A new draft bill on IP rights in publicly funded research

We have known for a while that there was a bill in the offing on the management of IP in publicly funded research and this Draft Bill is now available for perusal on the website of the Parliamentary Monitoring Group. The Deputy Minister of Science and
Technology, when he visited CET, said that there would be a period for comment on the Bill and, as this draft Bill does affect
universities and researchers in universities, I am providing a heads-up for those of you who have a particular interest in the
management and ownership of the IP in the research that you carry out.

I was half expecting a Bill on the rights of public access to publicly funded research, along the lines of discussions in the UK,
the USA and the EU, among others, for access to research publication. South Africa is a signatory of the OECD
Declaration on Access to Knowledge from Publicly Funded Research
, so probably needs to enact provisions of this kind at some stage.
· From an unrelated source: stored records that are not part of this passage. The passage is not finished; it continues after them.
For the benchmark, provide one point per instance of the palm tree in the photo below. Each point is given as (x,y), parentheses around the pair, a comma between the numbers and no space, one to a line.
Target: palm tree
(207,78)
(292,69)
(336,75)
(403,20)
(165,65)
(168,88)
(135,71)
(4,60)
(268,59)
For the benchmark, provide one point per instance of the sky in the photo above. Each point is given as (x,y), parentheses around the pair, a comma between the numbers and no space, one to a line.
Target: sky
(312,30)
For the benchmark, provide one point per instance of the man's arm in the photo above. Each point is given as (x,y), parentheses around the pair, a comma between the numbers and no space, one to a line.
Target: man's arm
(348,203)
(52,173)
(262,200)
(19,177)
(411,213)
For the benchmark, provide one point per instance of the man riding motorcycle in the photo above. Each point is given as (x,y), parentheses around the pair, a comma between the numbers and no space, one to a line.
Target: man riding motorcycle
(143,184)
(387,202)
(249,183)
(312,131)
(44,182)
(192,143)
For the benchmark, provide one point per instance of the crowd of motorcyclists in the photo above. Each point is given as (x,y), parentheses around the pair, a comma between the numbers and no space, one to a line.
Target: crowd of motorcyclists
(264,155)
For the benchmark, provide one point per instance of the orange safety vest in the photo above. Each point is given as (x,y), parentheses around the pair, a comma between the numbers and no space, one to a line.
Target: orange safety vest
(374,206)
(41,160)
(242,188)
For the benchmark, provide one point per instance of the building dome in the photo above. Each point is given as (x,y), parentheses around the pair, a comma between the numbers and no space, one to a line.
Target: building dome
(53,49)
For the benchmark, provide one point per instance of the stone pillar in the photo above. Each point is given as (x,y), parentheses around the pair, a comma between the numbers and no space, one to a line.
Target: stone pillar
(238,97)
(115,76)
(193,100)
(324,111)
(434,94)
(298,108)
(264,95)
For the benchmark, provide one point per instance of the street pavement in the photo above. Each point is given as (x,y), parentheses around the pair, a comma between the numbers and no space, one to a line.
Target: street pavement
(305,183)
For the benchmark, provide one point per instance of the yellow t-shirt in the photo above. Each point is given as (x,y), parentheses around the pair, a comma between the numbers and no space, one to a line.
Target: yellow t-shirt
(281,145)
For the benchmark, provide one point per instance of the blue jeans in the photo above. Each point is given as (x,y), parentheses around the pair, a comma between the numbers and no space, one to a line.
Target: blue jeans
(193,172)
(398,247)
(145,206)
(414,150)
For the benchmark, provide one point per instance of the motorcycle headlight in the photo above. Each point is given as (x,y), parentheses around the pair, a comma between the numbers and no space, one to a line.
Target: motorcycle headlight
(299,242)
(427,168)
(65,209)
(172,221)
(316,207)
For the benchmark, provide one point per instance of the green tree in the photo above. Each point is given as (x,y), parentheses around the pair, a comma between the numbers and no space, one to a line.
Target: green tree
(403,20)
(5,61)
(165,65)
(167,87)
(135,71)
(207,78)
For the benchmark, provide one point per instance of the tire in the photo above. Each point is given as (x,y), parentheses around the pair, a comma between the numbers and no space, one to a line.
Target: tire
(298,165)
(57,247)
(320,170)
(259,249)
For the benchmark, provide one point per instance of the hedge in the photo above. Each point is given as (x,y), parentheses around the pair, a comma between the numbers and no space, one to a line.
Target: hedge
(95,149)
This Draft Bill is not along those lines at all. It appears to be about institutional and government control of the commericalisation of research and provisions for any research that is potentially patentable. I have not had time to peruse it properly nor think through its implications – these in any event probably need to be teased out by an IP lawyer. However, it would be interesting to get reactions from researchers at UCT and other universities as to how they perceive this Draft Bill and how it might affect them.

The Australian government’s Productivity Commission has recently undertaken a major exercise on returns from public investment in research and there is much discussion in the 800-odd pages of its report, issued in March 2007, about the kind of issues faced in this Draft Bill. From my perspective, as someone who deals in copyrights – the dissemination of research – rather than in patents, the following statement struck a chord:

Ultimately, in terms of community well being, it is the transfer, diffusion and utilisation of knowledge and technology
that matters. The social return from public investment in R&D depends on: whether knowledge and technology are transferred out of universities (that is, whether they see the light of day); how fast and widely the knowledge diffuses among potential users; whether the knowledge and technology is developed into some form of practical application (that is, whether it is taken up in some form or other that is welfare enhancing); and how widely the resulting innovation is utilised. There
are multiple pathways for achieving these benefits (p.280).